Anejo al tema Dennis Wilson tiene que por fuerza tocarse un asunto luctuoso que lleva el sugerente y elegante subtítulo “Infierno en la Calzada del Cielo”. Se trata del crimen de la familia Manson, el psicópata de perturbadora mirada fija que alguna vez trabó amistad con Dennis Wilson y quien fuera, incluso, víctima de la apropiación de una de sus extrañas canciones. De alguna manera, el fenómeno que causó Manson y muchos santones de la época que predicaban perogrulladas orientalistas con tintes mesiánicos, definió buena parte del sentir de aquellos años que pretendían ser místicos y devinieron en terroríficos.

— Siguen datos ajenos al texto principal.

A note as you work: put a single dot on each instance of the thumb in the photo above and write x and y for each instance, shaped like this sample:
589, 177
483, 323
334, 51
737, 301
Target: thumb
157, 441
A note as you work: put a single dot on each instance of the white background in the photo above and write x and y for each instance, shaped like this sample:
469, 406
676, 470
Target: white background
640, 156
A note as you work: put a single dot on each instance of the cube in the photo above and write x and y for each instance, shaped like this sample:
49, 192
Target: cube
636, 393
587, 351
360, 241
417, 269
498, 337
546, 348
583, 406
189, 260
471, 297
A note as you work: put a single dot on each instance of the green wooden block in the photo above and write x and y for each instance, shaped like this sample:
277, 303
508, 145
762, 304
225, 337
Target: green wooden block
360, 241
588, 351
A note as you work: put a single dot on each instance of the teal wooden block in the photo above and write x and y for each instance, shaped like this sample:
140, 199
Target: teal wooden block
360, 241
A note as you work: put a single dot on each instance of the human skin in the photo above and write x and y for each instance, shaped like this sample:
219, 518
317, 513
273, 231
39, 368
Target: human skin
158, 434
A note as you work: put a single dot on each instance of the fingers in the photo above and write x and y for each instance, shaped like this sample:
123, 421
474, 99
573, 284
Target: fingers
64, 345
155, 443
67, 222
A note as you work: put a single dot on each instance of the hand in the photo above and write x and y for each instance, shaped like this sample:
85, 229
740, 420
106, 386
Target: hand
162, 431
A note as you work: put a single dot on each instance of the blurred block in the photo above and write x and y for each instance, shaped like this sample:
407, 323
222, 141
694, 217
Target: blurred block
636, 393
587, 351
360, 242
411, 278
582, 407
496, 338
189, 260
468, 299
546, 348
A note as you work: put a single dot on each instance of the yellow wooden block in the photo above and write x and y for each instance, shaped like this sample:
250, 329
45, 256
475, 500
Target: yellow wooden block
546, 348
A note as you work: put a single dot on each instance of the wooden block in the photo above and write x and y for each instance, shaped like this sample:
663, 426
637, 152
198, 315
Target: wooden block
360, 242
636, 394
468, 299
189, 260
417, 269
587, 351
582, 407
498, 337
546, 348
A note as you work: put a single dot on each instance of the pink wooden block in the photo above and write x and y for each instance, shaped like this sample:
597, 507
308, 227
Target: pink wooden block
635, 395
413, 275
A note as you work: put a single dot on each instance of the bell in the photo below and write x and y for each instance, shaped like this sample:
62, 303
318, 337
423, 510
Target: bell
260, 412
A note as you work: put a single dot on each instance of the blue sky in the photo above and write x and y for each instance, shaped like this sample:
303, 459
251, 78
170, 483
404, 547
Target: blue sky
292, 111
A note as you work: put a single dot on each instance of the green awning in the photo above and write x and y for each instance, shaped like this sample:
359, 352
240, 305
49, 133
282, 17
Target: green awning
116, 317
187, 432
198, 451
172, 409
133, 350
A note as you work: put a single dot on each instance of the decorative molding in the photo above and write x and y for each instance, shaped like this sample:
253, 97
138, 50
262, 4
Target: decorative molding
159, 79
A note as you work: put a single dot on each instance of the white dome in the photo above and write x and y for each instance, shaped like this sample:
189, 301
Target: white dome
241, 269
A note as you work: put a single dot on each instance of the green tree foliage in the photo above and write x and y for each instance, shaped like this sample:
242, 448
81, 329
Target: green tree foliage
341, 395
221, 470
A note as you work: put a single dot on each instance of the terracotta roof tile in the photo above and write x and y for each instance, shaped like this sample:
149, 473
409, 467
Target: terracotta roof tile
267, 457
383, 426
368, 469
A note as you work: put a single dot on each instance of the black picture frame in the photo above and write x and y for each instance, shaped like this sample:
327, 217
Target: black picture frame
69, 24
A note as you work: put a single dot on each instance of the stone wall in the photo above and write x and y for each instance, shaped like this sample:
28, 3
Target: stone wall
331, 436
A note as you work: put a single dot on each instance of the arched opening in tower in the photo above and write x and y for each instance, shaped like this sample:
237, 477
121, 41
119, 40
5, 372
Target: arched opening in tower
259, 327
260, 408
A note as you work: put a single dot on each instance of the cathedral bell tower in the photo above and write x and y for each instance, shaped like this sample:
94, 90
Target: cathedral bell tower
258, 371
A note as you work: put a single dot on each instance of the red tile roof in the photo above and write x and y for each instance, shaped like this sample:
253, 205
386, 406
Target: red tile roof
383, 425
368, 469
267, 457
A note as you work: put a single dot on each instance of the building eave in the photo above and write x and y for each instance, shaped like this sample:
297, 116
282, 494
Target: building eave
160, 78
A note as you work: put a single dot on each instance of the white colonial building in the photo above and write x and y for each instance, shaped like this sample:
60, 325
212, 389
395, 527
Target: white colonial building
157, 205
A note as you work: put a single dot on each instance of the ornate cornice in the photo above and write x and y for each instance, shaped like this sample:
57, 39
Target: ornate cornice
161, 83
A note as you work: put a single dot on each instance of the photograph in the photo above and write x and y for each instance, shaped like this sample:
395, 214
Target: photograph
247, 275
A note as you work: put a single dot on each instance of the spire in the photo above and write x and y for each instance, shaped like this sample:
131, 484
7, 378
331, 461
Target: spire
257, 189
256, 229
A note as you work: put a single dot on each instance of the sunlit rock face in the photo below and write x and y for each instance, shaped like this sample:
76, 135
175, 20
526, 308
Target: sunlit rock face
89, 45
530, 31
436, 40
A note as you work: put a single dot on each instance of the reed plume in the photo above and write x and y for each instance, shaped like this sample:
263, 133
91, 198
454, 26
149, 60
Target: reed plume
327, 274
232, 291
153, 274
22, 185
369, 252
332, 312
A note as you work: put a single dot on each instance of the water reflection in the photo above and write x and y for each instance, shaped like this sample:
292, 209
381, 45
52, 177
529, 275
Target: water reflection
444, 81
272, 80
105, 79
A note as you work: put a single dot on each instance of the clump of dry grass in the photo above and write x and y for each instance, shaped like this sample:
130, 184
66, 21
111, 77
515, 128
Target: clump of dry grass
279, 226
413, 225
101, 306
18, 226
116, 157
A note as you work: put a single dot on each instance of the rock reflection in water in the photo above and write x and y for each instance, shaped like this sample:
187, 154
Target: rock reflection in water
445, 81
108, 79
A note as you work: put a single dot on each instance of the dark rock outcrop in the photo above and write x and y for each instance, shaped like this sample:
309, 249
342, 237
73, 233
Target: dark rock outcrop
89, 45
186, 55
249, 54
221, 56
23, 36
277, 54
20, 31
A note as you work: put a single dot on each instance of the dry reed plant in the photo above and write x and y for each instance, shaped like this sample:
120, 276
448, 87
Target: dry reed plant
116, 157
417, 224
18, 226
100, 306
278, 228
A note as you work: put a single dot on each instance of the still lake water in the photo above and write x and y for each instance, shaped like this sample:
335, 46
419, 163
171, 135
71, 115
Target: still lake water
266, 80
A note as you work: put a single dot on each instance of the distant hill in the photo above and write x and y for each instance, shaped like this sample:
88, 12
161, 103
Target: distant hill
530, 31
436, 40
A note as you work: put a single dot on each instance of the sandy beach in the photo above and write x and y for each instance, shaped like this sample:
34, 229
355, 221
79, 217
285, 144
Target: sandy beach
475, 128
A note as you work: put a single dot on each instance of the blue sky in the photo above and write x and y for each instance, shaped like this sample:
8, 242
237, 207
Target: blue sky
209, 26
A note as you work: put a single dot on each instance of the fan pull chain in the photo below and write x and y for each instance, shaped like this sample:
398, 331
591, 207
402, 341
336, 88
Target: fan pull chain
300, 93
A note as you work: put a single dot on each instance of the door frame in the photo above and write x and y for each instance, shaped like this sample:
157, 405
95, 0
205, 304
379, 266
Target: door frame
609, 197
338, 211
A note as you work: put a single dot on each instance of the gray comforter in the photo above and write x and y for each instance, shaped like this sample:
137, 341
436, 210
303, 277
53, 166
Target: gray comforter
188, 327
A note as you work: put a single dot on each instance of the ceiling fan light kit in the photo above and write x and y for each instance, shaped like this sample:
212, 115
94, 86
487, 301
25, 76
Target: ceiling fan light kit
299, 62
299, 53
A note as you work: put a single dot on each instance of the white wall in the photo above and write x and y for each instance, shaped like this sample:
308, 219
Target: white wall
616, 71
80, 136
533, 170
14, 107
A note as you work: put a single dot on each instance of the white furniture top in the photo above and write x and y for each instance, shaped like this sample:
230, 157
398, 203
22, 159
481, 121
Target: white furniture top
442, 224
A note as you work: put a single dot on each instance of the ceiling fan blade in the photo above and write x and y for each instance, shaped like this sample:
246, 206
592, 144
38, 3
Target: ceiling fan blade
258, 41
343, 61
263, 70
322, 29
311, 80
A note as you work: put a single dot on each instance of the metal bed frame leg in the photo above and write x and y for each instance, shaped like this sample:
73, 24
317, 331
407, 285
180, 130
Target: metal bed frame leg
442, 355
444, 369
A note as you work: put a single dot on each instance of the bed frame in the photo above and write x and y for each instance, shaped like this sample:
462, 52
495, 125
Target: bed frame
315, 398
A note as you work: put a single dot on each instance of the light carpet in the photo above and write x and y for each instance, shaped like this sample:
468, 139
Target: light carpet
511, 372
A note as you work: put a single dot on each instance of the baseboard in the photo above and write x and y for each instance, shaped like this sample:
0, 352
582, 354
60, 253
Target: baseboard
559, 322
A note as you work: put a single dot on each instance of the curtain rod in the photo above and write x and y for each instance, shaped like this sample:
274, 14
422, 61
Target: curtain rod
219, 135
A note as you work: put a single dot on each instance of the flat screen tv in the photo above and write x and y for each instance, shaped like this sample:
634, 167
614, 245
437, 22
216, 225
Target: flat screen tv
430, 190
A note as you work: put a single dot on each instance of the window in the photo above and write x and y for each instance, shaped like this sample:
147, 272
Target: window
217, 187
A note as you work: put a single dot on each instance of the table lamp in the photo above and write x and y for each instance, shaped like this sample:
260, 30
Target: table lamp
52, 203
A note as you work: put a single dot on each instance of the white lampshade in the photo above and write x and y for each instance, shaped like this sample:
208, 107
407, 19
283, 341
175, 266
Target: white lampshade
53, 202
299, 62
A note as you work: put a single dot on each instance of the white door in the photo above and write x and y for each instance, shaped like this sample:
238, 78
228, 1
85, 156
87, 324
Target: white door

Finalmente, cómo no, la creación y producción de “Pet Sounds” ocupa buena parte del libro, junto con lo que pudo ser y no fue “Smile”. Los años devastadores de locura y ensimismamiento, en los que el otrora sonriente y sano Brian, anonadado, ahora con sus 150 kilos en la cama, no puede siquiera pulsar una tecla, son las páginas más duras, sobre todo si uno piensa en esa fantástica arquitectura barroca, en esa pieza celestial, en esa sinfonía divina que es “Pet Sounds”.
El libro consigue tender un puente entre el lector y el pulso de una época. Volcarse a sus páginas es instalarse entre el candor de los cincuenta y la efervescencia de los años sesenta. Asistimos, también, con asombro, a la debacle física y mental de un artista prodigioso que compuso el disco definitivo de la historia del pop. Hay un pasaje del libro que nos recuerda que los muchachos que escucharon fascinados los primeros álbumes de los Beach Boys en la comodidad de sus habitaciones, unos pocos meses después eran acribillados a mansalva en una guerra injustificable e incomprensible.
De las delicias de una vida muelle cerca al mar al horror de una cruenta muerte en medio de una selva desconocida. Del apacible sueño edénico en la tierra del verano interminable a la pesadilla en Cielo Drive 10050. El libro logra que esas luces y esas sombras penetren también nuestro espíritu.